What problem does this paper attempt to address?
The problem that this paper attempts to solve is the high sample complexity and low training efficiency faced by Reinforcement Learning (RL) when applied in modern AAA games. Specifically, traditional Online Reinforcement Learning (Online RL) requires a large number of environmental interactions to collect data, which is impractical in game development with intensive computing resources and slow environmental simulation speed. To overcome this challenge, the paper introduces a new Offline Reinforcement Learning (Offline RL) environment - OfflineMania, as well as a series of datasets, aiming to provide a standard test platform for researching and evaluating ORL algorithms.
### Main contributions:
1. **New environment**: Developed OfflineMania, which is a single - agent racing game environment based on the Unity 3D game engine, inspired by the classic TrackMania series of games. In this environment, the agent's task is to complete the track through optimal navigation.
2. **Diverse datasets**: Provided a variety of datasets with different scales and qualities, which are generated by strategies with different ability levels, aiming to provide a challenging test platform for algorithm development and evaluation.
3. **Benchmark test**: Conducted benchmark tests on multiple online RL, ORL, and hybrid offline - to - online RL methods, and provided detailed performance evaluation results.
### Detailed description of the environment and datasets:
- **Environment**:
- **State space**: The state space is a 33 - dimensional vector, containing 15 ray detection values (each ray has two values, indicating respectively whether there is an object in the path and the distance to the detected object), as well as the speed components of the vehicle.
- **Action space**: The action space consists of two continuous values, which respectively control the steering angle of the vehicle (ranging from - 1 to 1) and the acceleration or braking (1 represents full acceleration, - 1 represents braking or reversing).
- **Reward function**: The reward function is designed to measure the progress of the vehicle on the track while penalizing collisions. The specific formula is as follows:
\[
r_t = r_{\text{prog}}-\left(\lambda\|v_{\text{car}}\|\text{ if in contact with wall}\right)
\]
where \(r_{\text{prog}}\) represents the progress of the current position \(p_t\) relative to the current best position \(p_{\text{best}}\), \(v_{\text{car}}\) is the speed magnitude at the moment of collision, and \(\lambda\) is a fixed penalty coefficient (set to 50 in this paper).
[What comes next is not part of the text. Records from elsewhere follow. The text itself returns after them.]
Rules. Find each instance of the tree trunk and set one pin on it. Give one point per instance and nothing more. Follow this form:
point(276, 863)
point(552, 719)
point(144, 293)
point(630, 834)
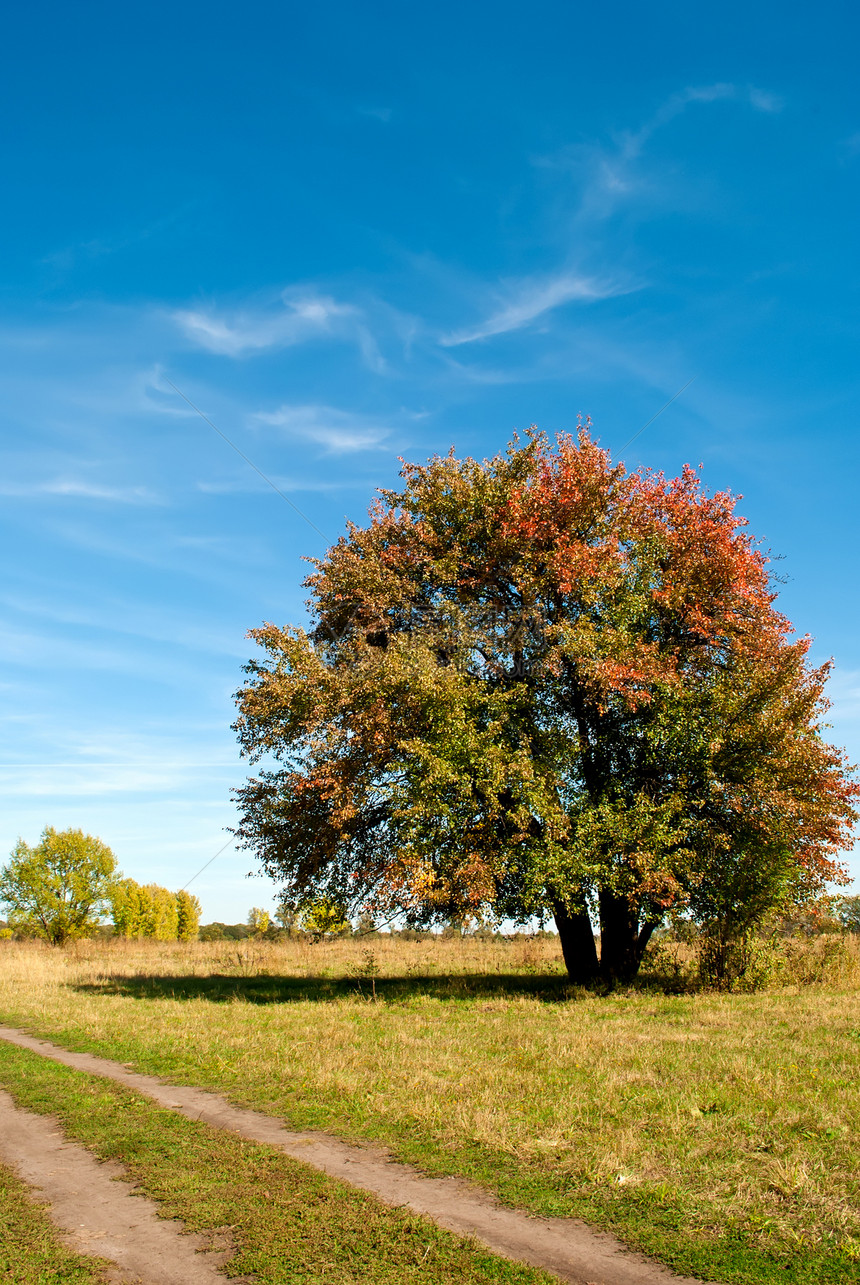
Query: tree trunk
point(577, 943)
point(622, 939)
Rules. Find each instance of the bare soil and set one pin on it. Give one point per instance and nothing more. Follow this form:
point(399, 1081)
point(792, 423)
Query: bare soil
point(97, 1211)
point(566, 1247)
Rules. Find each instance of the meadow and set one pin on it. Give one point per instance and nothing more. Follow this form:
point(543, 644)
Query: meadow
point(717, 1132)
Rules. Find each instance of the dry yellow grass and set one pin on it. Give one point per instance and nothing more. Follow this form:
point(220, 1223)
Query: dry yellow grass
point(707, 1112)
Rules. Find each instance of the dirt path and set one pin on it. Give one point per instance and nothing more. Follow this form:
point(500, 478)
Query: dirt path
point(566, 1247)
point(97, 1211)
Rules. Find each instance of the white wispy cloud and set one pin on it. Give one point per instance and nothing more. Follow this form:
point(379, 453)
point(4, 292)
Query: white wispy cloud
point(77, 488)
point(528, 300)
point(336, 431)
point(613, 174)
point(298, 316)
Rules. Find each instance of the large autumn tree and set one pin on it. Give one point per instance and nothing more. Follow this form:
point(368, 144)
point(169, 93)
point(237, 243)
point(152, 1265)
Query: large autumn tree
point(543, 685)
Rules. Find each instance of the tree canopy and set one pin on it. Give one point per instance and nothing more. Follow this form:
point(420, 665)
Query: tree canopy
point(540, 684)
point(59, 888)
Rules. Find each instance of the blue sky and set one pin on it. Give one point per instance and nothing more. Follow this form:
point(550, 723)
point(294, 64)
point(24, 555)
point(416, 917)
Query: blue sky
point(352, 231)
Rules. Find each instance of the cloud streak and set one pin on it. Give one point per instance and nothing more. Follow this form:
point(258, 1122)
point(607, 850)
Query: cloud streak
point(336, 431)
point(530, 300)
point(302, 316)
point(77, 490)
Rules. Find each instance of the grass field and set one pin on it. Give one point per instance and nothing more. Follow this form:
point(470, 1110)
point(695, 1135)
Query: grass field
point(31, 1252)
point(286, 1222)
point(717, 1132)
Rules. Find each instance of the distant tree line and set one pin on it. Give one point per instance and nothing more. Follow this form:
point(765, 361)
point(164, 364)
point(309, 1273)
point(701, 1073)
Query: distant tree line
point(149, 910)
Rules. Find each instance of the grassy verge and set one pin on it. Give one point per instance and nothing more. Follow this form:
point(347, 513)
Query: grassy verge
point(288, 1222)
point(715, 1132)
point(31, 1252)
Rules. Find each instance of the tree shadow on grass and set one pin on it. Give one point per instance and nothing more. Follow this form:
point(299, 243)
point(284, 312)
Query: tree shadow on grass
point(275, 988)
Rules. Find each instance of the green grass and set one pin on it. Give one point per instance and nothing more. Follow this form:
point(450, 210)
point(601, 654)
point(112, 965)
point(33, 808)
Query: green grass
point(31, 1252)
point(716, 1132)
point(288, 1223)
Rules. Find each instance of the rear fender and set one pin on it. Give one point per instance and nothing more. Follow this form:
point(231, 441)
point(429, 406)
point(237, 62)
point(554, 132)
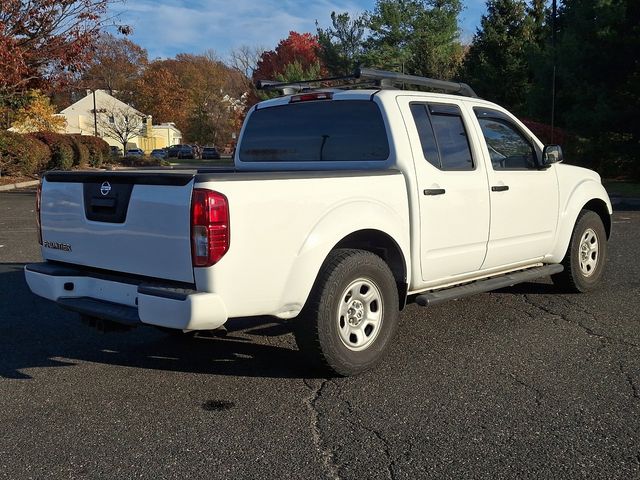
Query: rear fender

- **Round**: At the beginning of each round, the position and direction of the vehicle are randomly initialized, and the round length is fixed at 2000 steps.
- **Datasets**:
- **Basic datasets**: Three datasets (basic, medium, expert) were generated using strategies at different training stages, and each dataset contains 100,000 transitions.
- **Mixed datasets**: Two mixed datasets (mix large and mix small) were created, where mix large contains 200,000 transitions and mix small contains 5,000 transitions. The transition ratios in the mixed datasets are 90% from the basic strategy, 7% from the medium strategy, and 3% from the expert strategy.
### Benchmark test results:
- **Online RL**:
- PPO reached an average reward of 1183 after 15 million environmental interactions and performed well.
- SAC reached an average reward of 215 after 3 million environmental interactions and performed poorly.
- **Offline RL**:
- IQL performed the best on all datasets, especially on the expert dataset, it even outperformed the strategy that generated this dataset.
- TD3BC and CQL performed worse than IQL on all datasets, especially on the expert dataset.